Milo III, in French Milon III (died 1151), was the Count of Bar-sur-Seine from 1147 until his death. He was the eldest son of Count Guy and Petronilla (Elizabeth) of Chacenay.

In 1147, Milo joined the Second Crusade, travelling with the army of Henry the Liberal, the heir to the County of Champagne. Little is known of his actions during the crusade. His father, whose death is unrecorded, may have been a victim of the crusade, although he is not recorded as having accompanied Milo. Milo was back in France by the end of 1149.

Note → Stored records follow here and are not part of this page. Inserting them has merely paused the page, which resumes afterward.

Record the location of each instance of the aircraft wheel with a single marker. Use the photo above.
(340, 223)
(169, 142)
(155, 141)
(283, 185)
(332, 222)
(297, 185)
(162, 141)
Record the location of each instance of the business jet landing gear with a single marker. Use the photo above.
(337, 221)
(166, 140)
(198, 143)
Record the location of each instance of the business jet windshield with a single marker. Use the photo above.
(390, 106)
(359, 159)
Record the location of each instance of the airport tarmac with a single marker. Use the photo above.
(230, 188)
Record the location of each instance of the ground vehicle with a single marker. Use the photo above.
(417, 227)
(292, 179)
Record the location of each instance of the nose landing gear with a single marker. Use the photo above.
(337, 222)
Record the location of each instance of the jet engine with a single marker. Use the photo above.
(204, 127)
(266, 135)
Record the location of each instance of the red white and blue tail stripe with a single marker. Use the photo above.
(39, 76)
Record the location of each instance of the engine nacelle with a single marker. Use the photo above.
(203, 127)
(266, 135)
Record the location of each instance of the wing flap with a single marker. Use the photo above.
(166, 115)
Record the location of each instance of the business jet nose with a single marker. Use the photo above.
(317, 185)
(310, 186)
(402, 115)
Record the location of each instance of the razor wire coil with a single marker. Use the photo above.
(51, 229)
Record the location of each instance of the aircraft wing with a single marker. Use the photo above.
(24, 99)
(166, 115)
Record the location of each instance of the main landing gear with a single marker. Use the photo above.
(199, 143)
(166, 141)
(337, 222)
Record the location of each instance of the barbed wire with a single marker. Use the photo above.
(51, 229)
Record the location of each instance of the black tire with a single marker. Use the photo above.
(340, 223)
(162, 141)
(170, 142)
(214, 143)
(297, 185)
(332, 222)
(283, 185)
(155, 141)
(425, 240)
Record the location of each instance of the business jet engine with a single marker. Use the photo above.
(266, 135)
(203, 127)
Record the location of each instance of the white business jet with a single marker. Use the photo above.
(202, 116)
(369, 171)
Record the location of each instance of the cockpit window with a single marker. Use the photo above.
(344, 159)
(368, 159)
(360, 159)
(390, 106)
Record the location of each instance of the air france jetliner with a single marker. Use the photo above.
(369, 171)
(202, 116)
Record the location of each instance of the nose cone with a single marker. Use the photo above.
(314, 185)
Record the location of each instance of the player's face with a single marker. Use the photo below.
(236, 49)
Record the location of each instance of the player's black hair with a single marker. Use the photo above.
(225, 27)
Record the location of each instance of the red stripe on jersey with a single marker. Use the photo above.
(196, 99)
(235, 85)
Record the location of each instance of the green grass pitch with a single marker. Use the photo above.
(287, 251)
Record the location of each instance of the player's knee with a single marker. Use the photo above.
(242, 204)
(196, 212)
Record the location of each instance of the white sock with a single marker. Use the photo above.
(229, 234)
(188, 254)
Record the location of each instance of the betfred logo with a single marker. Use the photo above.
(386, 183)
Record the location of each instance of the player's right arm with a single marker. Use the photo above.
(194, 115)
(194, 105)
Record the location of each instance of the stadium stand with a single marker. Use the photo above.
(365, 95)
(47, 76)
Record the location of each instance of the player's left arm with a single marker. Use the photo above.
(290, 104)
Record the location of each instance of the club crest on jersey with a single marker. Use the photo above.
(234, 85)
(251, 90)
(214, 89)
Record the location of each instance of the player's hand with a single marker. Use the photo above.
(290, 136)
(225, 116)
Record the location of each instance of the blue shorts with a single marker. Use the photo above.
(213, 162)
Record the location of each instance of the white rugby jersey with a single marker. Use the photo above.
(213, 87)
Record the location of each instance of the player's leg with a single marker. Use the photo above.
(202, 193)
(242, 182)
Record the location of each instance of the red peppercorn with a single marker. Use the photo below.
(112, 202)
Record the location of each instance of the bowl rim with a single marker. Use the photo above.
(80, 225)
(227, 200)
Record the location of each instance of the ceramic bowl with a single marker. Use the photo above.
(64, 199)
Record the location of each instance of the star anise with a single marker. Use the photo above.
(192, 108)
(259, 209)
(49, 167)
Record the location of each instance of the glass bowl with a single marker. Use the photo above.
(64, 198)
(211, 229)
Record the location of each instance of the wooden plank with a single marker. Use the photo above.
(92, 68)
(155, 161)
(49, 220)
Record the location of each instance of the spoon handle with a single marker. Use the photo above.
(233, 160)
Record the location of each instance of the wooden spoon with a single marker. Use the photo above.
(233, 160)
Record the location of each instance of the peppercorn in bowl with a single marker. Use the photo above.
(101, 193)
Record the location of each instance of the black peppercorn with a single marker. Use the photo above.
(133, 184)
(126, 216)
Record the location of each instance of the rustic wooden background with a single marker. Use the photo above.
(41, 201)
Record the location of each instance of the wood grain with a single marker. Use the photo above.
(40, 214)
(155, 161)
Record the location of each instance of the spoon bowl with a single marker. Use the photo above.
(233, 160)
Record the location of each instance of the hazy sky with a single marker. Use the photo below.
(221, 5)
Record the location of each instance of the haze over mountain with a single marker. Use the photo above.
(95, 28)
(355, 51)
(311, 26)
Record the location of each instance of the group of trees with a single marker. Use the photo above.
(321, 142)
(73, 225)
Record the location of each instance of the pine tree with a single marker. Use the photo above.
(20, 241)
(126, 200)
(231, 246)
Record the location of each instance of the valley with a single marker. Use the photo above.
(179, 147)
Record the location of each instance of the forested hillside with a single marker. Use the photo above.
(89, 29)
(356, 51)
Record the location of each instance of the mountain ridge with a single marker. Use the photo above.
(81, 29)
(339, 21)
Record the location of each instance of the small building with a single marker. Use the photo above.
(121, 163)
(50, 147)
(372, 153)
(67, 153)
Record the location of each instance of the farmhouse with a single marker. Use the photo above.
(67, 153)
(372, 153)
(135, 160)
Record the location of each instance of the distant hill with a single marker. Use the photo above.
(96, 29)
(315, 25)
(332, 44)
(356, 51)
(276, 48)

Milo married Agnes, heiress of Braine and the castle of Baudement. The couple had one daughter, Petronilla, born about 1150. A year later Milo fell ill while visiting Count Theobald II of Champagne and died in Troyes. The date of his death is sometimes given as 1 October 1151. On his deathbed he gave to the Abbey of Larivour the right to receive annually two sextarii of wheat and another two of messail (a mixture of wheat and rye) from the banal mills of Bar-sur-Seine. This gift was witnessed and confirmed by his mother, wife and daughter.

Petronilla inherited the county while still an infant and was placed under the regency of Milo's brother, Manasses, until Petronilla came of age. In 1168 she took over the county and married Hugh IV of Le Puiset. Agnes re-married to the widower Count Robert I of Dreux. She was still living in 1217.